Li gave other examples of resource constraints faced by academic AI researchers. Li has a team of researchers, PhD students, postdocs, and junior faculty working on a pilot project that uses smart sensors in the form of privacy-protected cameras within intensive care units at one of Stanford’s hospitals. The extra “set of eyes” helps improve health care delivery, but they require a tremendous amount of data, Li explained. A few months ago, members of this project came to Li and said they needed to delete data because they didn’t have enough storage.
“This is the first time the research world has ever had continuous video of live, real clinical setting data on these complex algorithms, but we don’t have enough storage,” Li said. “We do not have computers to process this data.”

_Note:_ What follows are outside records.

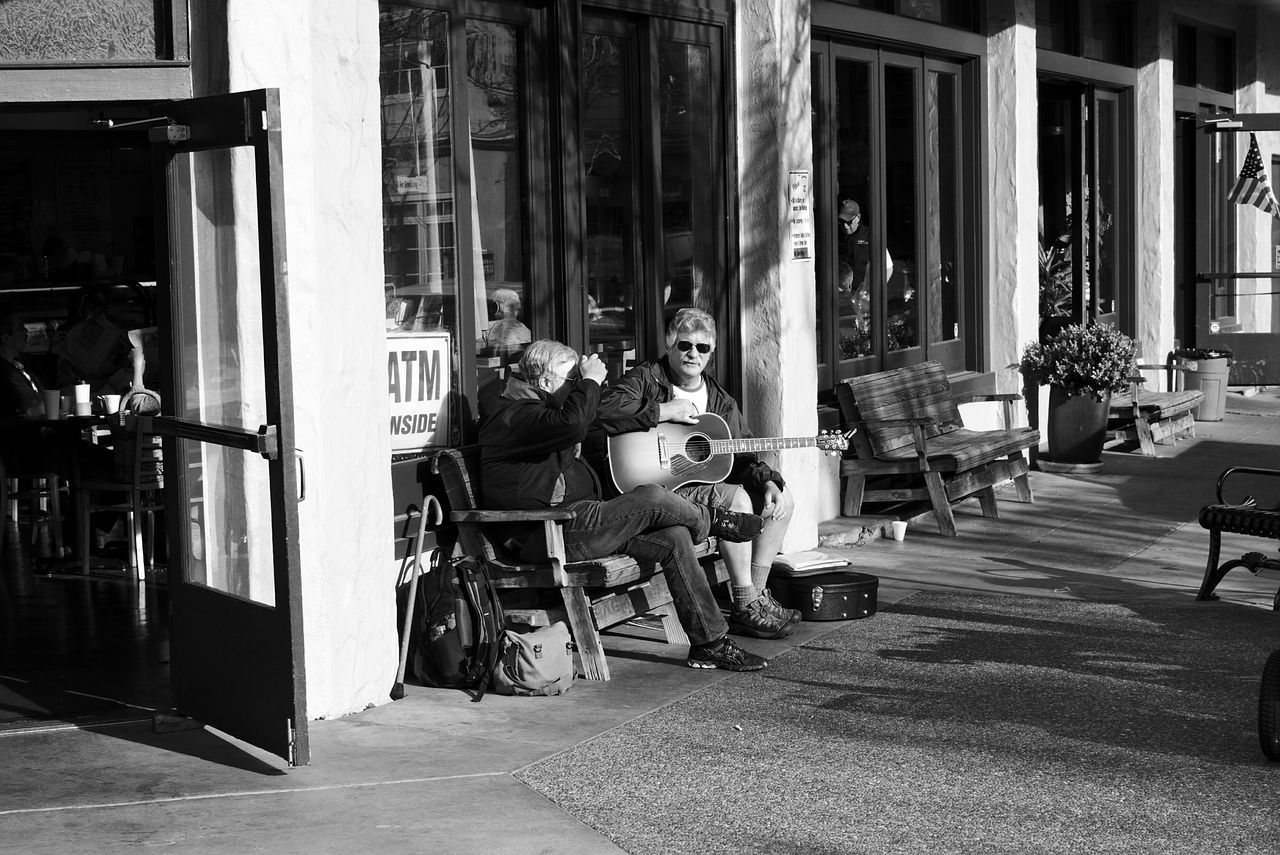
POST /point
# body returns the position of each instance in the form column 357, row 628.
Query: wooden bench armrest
column 974, row 397
column 512, row 516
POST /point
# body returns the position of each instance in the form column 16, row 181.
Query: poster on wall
column 419, row 389
column 800, row 216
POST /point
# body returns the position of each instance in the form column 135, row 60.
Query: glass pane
column 900, row 110
column 688, row 179
column 855, row 291
column 419, row 229
column 220, row 376
column 55, row 30
column 1059, row 172
column 1107, row 182
column 494, row 96
column 612, row 275
column 941, row 219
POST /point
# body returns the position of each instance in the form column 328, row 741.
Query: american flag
column 1253, row 187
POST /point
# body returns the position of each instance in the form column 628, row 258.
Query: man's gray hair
column 690, row 320
column 540, row 356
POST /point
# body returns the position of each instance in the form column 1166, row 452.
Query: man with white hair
column 530, row 440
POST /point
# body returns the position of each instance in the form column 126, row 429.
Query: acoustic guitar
column 673, row 455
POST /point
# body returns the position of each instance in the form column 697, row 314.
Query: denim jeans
column 650, row 524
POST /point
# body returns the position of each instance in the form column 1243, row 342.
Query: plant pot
column 1077, row 426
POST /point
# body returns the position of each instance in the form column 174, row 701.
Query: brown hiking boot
column 759, row 620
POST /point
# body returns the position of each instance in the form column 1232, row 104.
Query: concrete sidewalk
column 432, row 773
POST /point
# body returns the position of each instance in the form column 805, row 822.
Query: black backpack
column 458, row 625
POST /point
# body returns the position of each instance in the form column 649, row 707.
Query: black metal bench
column 1240, row 517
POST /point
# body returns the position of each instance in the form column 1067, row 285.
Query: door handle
column 302, row 474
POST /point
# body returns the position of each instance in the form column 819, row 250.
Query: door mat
column 955, row 723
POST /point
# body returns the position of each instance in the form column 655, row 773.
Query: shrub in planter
column 1093, row 360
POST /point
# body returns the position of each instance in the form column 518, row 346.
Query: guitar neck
column 759, row 444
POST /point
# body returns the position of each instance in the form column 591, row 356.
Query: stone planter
column 1077, row 426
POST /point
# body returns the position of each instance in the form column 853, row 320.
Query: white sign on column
column 800, row 216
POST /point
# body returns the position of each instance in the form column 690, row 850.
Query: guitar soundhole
column 698, row 448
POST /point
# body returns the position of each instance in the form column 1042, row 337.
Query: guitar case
column 840, row 595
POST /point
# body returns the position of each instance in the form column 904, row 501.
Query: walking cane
column 429, row 502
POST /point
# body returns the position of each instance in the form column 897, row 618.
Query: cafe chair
column 137, row 492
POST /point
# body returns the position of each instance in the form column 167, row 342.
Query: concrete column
column 323, row 56
column 1153, row 200
column 777, row 295
column 1013, row 239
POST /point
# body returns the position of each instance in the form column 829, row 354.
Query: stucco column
column 1153, row 200
column 1013, row 236
column 780, row 375
column 323, row 55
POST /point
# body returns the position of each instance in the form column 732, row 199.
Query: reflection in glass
column 608, row 78
column 494, row 109
column 855, row 288
column 220, row 330
column 901, row 106
column 941, row 174
column 419, row 242
column 688, row 192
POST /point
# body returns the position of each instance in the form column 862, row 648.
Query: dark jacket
column 632, row 403
column 529, row 444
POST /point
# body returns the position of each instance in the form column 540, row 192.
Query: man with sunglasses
column 531, row 430
column 677, row 388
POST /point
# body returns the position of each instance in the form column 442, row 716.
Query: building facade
column 845, row 186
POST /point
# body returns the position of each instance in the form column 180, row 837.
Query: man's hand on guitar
column 777, row 502
column 590, row 367
column 679, row 410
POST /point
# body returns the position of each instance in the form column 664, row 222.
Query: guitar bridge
column 663, row 455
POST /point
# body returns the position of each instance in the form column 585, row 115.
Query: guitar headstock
column 833, row 442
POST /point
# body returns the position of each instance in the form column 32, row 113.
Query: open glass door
column 232, row 483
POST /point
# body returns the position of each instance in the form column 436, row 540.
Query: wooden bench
column 1150, row 417
column 1239, row 517
column 909, row 425
column 590, row 595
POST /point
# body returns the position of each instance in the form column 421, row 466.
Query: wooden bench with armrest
column 590, row 595
column 1148, row 417
column 909, row 425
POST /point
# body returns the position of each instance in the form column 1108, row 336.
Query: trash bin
column 1207, row 373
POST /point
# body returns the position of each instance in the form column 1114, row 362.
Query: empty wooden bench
column 590, row 595
column 1148, row 417
column 1243, row 517
column 909, row 425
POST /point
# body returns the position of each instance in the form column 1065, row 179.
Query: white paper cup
column 53, row 401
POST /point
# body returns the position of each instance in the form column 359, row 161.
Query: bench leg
column 987, row 501
column 941, row 504
column 1022, row 483
column 577, row 608
column 671, row 625
column 1144, row 440
column 855, row 485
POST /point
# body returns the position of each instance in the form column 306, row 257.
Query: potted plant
column 1082, row 365
column 1206, row 369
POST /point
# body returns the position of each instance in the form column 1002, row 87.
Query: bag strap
column 489, row 625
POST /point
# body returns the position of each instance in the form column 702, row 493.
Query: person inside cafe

“We see incredible researchers having to leave academia to do the kind of research and translational work that they loved doing here.”
—Fei-Fei Li
Co-Director of Stanford HAI
The researchers were able to pivot by deleting some stretches of video during which patients left the room, but it is a prime example of how research breakthroughs are being restrained by limited compute and data resources. Altman said that he and colleagues across the nation have had similar experiences.
To be most effective, academia needs to work upstream from the private sector, which has its own timelines and quarterly milestones that challenge its ability to take the long view on unsolved problems, such as understanding the basic biology of a disease, Altman said.
“When drugs fail, it’s because there was too much of a narrow understanding of the underlying biology,” Altman added. “Industry can’t make that kind of long-term investment because it’s too broad, too wide, and they really depend on the academy to help them lay that groundwork so that they can develop drugs.”
Academia excels at this kind of curiosity-driven, foundational research, Li said. Students at Stanford are developing robots that can perform basic household tasks such as folding laundry or cleaning toilets, for example, but those same robots, with enough time, could one day evolve to become disaster relief robots that save people from earthquakes.
Retaining talent
There is a severe brain drain from academia to industry, said Jennifer King, who moderated the panel and is a privacy and data policy fellow at HAI, as less than 40% of new PhDs in AI go into academia and only 1% go into government, according to HAI’s AI Index.
Particularly in the U.S. and Silicon Valley, talent exchange between the public and private sectors is healthy and the “secret sauce of why we’re so successful,” Li said.
Yet, “what we see now is that the draining is very asymmetrical,” Li said. “We see incredible researchers having to leave academia to do the kind of research and translational work that they loved doing here.”
The higher compensation, perks, and greater resources offered by private sector companies mean there is less talent in the public sector for scientific discovery and training the next generation, Li said.
However, with the NAIRR, Li said the public sector can start to reverse the brain drain by providing researchers with resources such as access to a national government data repository. With data on areas such as firefighting, climate, health care, and more, “this is where we not only will have a resource for people to do research, we’re going to turn the tide of attracting talents” of those who want to conduct scientific discovery for the public good.
Fei-Fei Li is the Sequoia Capital Professor and a professor of computer science in the School of Engineering and the Denning Co-Director of Stanford HAI. She is also a professor, by courtesy, of operations, information, and technology at Stanford Graduate School of Business.
Russ B. Altman is the Kenneth Fong Professor in the School of Engineering and professor of bioengineering, of genetics, of medicine (biomedical informatics research), of biomedical data science, and, by courtesy, of computer science.